As early as the 1860s, largely due to pressure from farmers, states began establishing maximum rates and outlawing rate discrimination. In 1886, however, the Supreme Court ruled in Wabash v. Illinoisthat the authority to regulate railroads engaged in interstate commerce rested with the federal government rather than the states. Congress, which had been investigating the railroads for several years, responded to the decision by passing the Interstate Commerce Act of 1887. The legislation provided that rates must be “reasonable” and prohibited pooling, rebates, and long/short haul rate differentials. The Interstate Commerce Commission (ICC), the nation's first regulatory agency, was created with the authority to review rates and investigate the railroads. The Commission had very little real power; it could not compel witnesses to testify, and the courts often rejected its decisions.

What were 3 impacts of the railroad?

It made commerce possible on a vast scale.
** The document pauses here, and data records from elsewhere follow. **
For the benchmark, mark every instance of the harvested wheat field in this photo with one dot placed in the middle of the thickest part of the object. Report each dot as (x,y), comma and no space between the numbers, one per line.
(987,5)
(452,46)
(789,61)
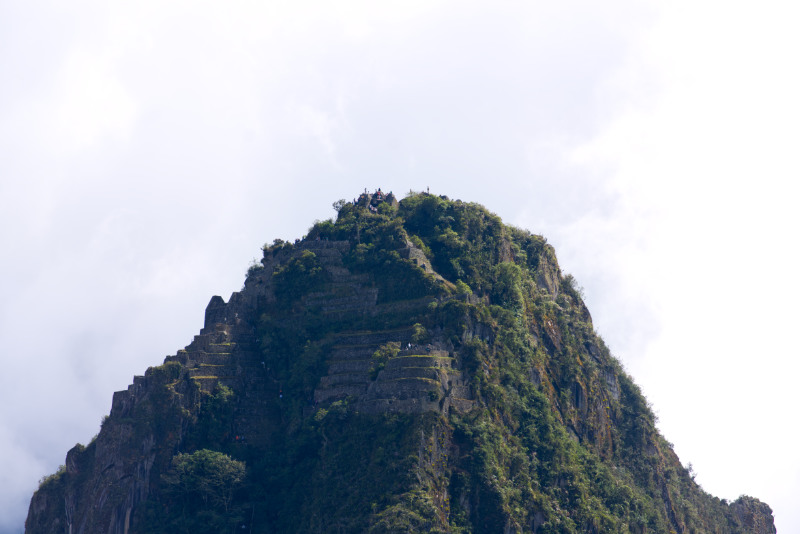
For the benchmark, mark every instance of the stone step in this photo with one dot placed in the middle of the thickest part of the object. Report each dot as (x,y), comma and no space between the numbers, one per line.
(378,337)
(402,387)
(344,378)
(350,366)
(339,392)
(429,373)
(420,360)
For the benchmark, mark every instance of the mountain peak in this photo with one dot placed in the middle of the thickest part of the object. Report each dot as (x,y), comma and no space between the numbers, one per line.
(412,365)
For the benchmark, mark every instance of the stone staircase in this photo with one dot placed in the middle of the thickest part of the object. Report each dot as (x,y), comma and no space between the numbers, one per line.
(419,378)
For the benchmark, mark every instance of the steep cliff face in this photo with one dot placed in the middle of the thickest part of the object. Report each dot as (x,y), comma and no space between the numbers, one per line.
(408,367)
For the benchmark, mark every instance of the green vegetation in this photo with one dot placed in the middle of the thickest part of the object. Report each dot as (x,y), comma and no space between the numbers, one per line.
(558,438)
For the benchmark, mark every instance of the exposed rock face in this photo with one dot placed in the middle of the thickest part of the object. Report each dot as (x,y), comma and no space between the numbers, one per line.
(436,346)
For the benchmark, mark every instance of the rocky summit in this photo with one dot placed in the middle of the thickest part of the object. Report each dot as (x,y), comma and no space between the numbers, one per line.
(411,366)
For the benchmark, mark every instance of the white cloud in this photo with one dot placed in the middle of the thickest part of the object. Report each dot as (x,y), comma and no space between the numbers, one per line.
(150,148)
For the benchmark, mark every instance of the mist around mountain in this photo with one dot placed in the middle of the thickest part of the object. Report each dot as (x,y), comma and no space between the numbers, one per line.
(412,366)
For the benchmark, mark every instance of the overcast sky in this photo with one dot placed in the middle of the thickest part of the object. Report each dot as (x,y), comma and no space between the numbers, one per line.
(148,149)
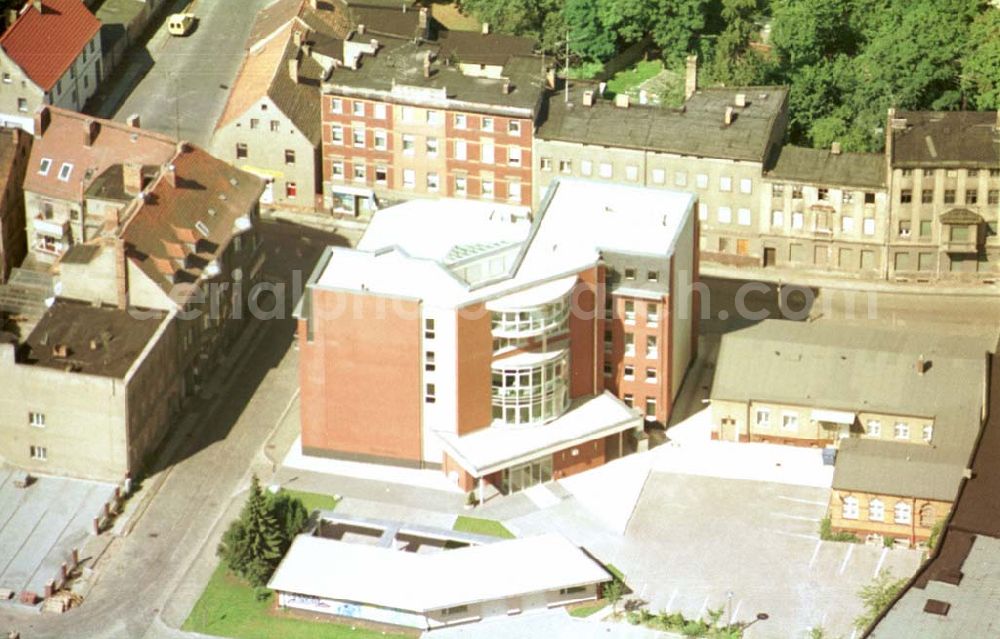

In addition to transporting western food crops and raw materials to East Coast markets and manufactured goods from East Coast cities to the West Coast, the railroad also facilitated international trade.

What was the impact of railroads in the 1800s?

The railroad opened the way for the settlement of the West, provided new economic opportunities, stimulated the development of town and communities, and generally tied the country together.

What was the impact of the railroad quizlet?

-Railroads would enable troops to be moved around quickly to control Indian uprisings. -Railroads would allow all white Americans to keep in touch, creating national unity. -Railroads would help to fulfil white Americans' Manifest Destiny by making it easier to migrate and secure more areas of the country.

What was the impact of the railroad in the Industrial Revolution?

The railway allowed people to flock to cities and allowed people to travel newer places as well. Business boomed due to the railway with the mass increase of people and goods. All in all, the railway was a major success in all aspects of the Industrial Revolution especially in time and distance.